There's a strange (well... not really) trend I've been cluing into a bit more recently. Words don't mean the same things to everyone. For a lot of you, I'm sure that triggers a "no shit, Sherlock" reaction, so let me elaborate since the pithy version is neat, but lacking.
So. Here we are. Welcome to the zone of "deconstruction" - a place where language and meaning are either futile or manipulated. Yes, I did pay an exorbitant amount of attention to lectures on Derrida, thank you for noticing! Don't worry, I'm not getting all academic here, but a lot of the thoughts I've been kicking around my brain have precedent.
Which is to say, a malleability of meaning isn't merely modern.
Think of Shakespeare for a second. When he uses a word such as "fardel," we have a much different reaction today than we would've in his time, mostly because the word isn't a part of our modern vocabulary. We are much more inclined to think of flatulence than a bag for carrying things in. This is a breakdown of meaning, a barrier that can't quite be properly crossed without shared knowledge - or at the very least, shared acceptance of its effects.
Let's talk about some words and phrases (concepts, really) that have radically different meanings across our population. "Politically correct." "Alt-right." "Troll." "SJW." "Offended." "Triggered." Oodles more. These examples share a commonality in that many of them are the subject of double flamethrower rage-storms in all corners of the internet. These words - we all know what they mean (maybe), but a lot of them have either mobile definitions depending on who you ask or the feelings they evoke can be polar opposites.
Let's take a look at the word "offended" for a second. Because on one hand we have a substantial group of folks who call to mind people being oversensitive crybabies, while on the other, there's a legitimate grievance against the violent, derogatory, lesser-than-human feeling impact of certain words, actions, objects. I can't use the word "offended" any more because there seems to be no convincing middle ground of meanings and so, because I don't give enough of a shit to hold onto words that confuse me, I ditch them because I'm afraid I won't get my proper meaning across. Instead, I try and specify what sort of "offended" I'm talking about in my speech when I need to using words that (I think) have a better consensus surrounding them.
But it's a maddening thing when people have such strong convictions and reactions to - not really words even, but - concepts. I know I'm repeating myself a bit, but creating a shared meaning of various concepts is something difficult to achieve. Without consensus, understanding each other is fucking challenging.

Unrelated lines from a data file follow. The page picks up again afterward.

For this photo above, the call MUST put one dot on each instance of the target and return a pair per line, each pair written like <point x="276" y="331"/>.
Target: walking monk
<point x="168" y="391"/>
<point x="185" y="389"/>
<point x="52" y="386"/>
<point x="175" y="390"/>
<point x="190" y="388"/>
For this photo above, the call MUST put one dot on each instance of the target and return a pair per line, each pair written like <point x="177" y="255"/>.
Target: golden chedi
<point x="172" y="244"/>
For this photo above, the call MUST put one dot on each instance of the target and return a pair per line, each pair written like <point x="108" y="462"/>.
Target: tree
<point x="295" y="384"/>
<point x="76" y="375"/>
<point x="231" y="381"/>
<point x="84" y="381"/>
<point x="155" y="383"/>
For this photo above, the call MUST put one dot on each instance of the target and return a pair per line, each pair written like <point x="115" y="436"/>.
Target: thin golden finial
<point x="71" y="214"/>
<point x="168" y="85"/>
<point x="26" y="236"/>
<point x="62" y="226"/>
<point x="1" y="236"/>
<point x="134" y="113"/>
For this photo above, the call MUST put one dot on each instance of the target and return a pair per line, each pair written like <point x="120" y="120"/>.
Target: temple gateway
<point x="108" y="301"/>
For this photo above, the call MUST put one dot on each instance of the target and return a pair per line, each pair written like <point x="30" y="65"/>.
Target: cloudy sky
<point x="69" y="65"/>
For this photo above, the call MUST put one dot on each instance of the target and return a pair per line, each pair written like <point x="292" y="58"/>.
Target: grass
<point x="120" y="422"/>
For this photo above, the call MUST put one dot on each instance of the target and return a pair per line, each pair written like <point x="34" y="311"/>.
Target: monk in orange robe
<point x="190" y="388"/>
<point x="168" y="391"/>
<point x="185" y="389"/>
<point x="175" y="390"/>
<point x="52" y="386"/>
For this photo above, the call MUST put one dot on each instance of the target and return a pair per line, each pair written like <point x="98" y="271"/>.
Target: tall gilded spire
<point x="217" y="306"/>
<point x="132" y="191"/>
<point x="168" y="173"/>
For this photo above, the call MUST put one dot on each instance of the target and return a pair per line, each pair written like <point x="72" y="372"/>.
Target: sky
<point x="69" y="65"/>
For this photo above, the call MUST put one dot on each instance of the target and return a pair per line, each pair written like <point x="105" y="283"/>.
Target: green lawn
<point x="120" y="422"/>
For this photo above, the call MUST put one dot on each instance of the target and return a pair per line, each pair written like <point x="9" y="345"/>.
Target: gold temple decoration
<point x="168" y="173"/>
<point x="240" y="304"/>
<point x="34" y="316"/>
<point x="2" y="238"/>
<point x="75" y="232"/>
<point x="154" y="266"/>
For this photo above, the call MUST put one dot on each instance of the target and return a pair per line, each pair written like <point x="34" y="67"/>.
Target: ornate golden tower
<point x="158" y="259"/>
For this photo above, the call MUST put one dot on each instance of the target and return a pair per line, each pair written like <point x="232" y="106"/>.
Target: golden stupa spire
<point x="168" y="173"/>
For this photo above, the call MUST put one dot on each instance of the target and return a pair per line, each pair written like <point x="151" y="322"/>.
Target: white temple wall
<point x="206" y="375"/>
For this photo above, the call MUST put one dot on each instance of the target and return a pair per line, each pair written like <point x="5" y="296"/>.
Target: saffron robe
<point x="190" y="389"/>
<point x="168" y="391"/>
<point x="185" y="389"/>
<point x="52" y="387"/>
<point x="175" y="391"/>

I'm not even going to touch the definition of "politically correct" because that conversation is a) often acidic and b) even though I've read up on the concept and had it explained to me a dozen different ways, I STILL DON'T FUCKING GET IT. One person's "politically correct" is another persons "decent behavior" and vice-versa.
I'd say that the internet probably lends itself to this sort of thing more easily since each of us practically lives in our own isolated internet, but it's been going on forever - I would hazard to guess that a common consensus of meaning was harder to establish back when we didn't have all the information ever at our finger tips and we needed to write letters and shit to keep in touch with people.
Distance affects things. Even today, the word "fag" doesn't mean the same on our side of the pond as it does on Europe's end.
But is a fragmentation or inadherence to consensus a bad thing? I'm not sure. Not inherently. 1984 is all about what happens when you force consensus on a populace ("doublethink" "doubleplusgood" the word "revolution" removed from the dictionary). V for Vendetta is a lot about this too (oops, my neckbeard is showing a little...).
But if mental homogeny is like severing off a limb that makes humanity what it is, and too much mental fracturing is a vehicle for discord, then where is the appropriate place where meaning can be agreed and dissented at without the trampling of rights?
I don't fuckin' know. I'm just some guy with an internet connection and some thoughts, thinking he's all "deep," calling himself an artist.
I'd like people to talk at me now please. My brain hurts.